Each culture has specific syndromes that in the Westerner’s eye are classified as psychiatric diseases or specific presentations of more common psychiatric diseases. Various populations can present with specific syndromes, but at the same time, the same syndrome can be seen in different cultures located in different geographic regions. For instance, women who jump into wells in suicide attempts have been described in Pakistan, Punjab, Bangladesh, and Sri Lanka [102]. Koro (the penis shrinking syndrome) is a classic example of a culture-bound syndrome seen in different ethnic and geographic groups [103]. Survivors of the Rwanda genocide divided mental health symptoms into a mental trauma syndrome (a PTSD-like presentation plus some depression symptoms plus “local” symptoms) and a grief syndrome (other depression symptoms plus “local” symptoms) [104]. Multiple culture-specific syndromes have been described in the Cambodian population; among them are Khya ˆ l attacks (a variant of panic attack, characterized by physical symptoms and fear of heart arrest) and khmaoch sangot (“the spirit pushes you down”—a form of sleep paralysis) [105].

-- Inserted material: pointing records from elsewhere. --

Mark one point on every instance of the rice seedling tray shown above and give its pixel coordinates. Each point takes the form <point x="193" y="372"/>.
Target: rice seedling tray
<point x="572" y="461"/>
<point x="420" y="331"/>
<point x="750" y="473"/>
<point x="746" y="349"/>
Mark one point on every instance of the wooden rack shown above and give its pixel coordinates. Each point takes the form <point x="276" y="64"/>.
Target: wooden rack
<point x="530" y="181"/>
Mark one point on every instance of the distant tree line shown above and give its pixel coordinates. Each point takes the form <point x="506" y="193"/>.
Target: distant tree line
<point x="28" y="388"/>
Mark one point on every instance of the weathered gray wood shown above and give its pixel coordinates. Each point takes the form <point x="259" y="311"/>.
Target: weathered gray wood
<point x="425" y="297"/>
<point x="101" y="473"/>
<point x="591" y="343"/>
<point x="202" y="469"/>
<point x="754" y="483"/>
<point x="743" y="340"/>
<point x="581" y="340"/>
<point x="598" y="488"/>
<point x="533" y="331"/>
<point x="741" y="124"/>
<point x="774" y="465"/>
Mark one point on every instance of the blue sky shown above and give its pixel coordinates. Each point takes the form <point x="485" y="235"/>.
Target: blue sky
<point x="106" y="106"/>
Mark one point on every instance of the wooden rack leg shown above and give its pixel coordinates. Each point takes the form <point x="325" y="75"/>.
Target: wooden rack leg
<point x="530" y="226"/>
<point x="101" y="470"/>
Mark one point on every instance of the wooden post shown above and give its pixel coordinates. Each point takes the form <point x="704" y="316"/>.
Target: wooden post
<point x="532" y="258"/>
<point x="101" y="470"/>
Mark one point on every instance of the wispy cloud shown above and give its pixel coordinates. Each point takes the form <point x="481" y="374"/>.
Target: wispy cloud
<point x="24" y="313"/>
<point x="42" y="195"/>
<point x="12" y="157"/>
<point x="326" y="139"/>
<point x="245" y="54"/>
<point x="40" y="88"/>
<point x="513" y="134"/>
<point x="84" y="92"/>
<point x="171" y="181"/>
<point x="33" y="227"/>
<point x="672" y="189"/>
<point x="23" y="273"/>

Cultural factors may also become specific risk factors for mental health problems; for example, in Lao refugees, violating clan and kingship rules is associated with higher risk of suicide [106].

Transcultural psychiatry, which, in part, focuses on the study of these syndromes, is a rapidly growing discipline. While only a subset of refugees manifest clearly defined cultural syndromes, there are many subtle cultural variations in illness manifestations. In working with refugees, one must not only become familiar with the specific culture to which the patients belong but also consider local and individual specifics and avoid premature labeling. Many areas of conflict are extremely multicultural or multireligious. As in any clinical setting, maintaining an attitude of inquiry and curiosity will facilitate breaking transcultural barriers.

Summary

Many factors in the premigration, migration, and post-migration phases of displacement predispose refugees to psychological distress and mental illness. While prior trauma is a major risk factor, many other social and acculturation factors in the resettlement period also contribute significantly to mental distress. Prevalence of mental illness in refugees is difficult to measure due to methodological and cultural reasons, but PTSD and major depression are consistently shown to be high compared to host populations in resettled countries. However, refugees also exhibit resilience, and the majority successfully integrate into their host countries and function well over time.